# Indoor snowboard with wheels...Woodward Copper Foam Pit



## snowangel99 (Mar 11, 2016)

SteezyRidah303 said:


> Has anyone been to Woodward at Copper or any other indoor snowboarding facility that does not have snow...? I've been considering making a few trips this summer to get some reps in the foam pit.
> 
> Apparently, the board you use is provided by the facility and has wheels so it can be used on the wooden ramp....
> 
> ...


Funny you mention this as I just watched this Nicholls Olympic snowboarder guys youtube vid of this place today. It looks fun but really just that, doesn't appear to be much to it. Check it out https://youtu.be/nWR_Bk8VdSA

Sent from my SM-N910W8 using Tapatalk


----------



## snowklinger (Aug 30, 2011)

*i could take you around Copper but we'd have to disguise you*



snowangel99 said:


> Funny you mention this as I just watched this Nicholls Olympic snowboarder guys youtube vid of this place today.
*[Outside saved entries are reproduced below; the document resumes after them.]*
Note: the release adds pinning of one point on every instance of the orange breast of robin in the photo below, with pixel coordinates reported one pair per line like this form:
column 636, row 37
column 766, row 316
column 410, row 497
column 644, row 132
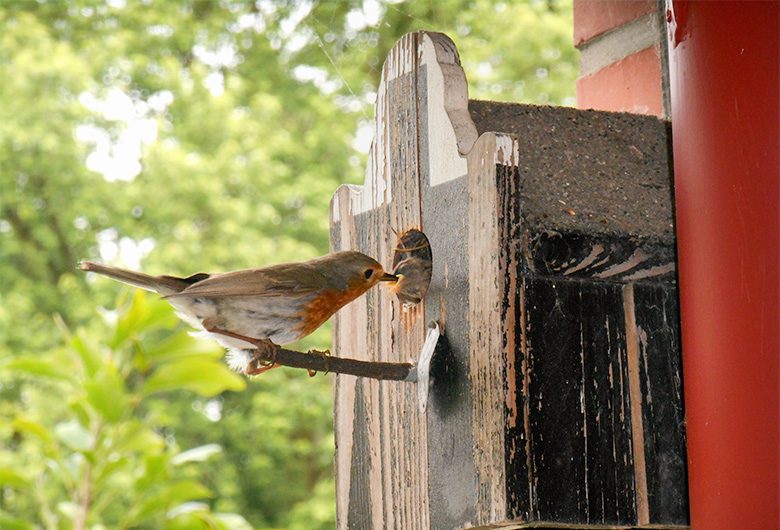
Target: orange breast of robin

It looks fun but really just that,* doesn't appear to be much to it*. Check it out https://youtu.be/nWR_Bk8VdSA
> 
> Sent from my SM-N910W8 using Tapatalk


really?

woodward is the shit.

edit: now that u mention it, they have banned canadian moms lately due to graft and disorderly conduct


----------



## snowangel99 (Mar 11, 2016)

Sorry I meant to preface my post with I KNOW NOTHING ABOUT ANYTHING. I don't even know how to snowboard so please ignore me. BUT I did see this video today. I meant to write that but I was on the phone at the time.


----------



## snowklinger (Aug 30, 2011)

*we could use ppl like you in the fight against literacy*



snowangel99 said:


> Sorry I meant to preface my post with *I KNOW NOTHING ABOUT ANYTHING*. I don't even know how to snowboard so please ignore me. BUT I did see this video today. I meant to write that but I was on the phone at the time.


just funnin yalls


----------



## snowangel99 (Mar 11, 2016)

Ahhhh don't edit! Give it to me!


----------



## snowklinger (Aug 30, 2011)

snowangel99 said:


> Ahhhh don't edit! Give it to me!


fret not, it was an addition edit, not subtraction


----------



## SteezyRidah303 (Oct 5, 2010)

snowangel99 said:


> Funny you mention this as I just watched this Nicholls Olympic snowboarder guys youtube vid of this place today. It looks fun but really just that, doesn't appear to be much to it. Check it out https://youtu.be/nWR_Bk8VdSA
> 
> Sent from my SM-N910W8 using Tapatalk


Wow..looks like getting pop isnt a problem haha. Although, the jump is much smaller than i anticipated....


----------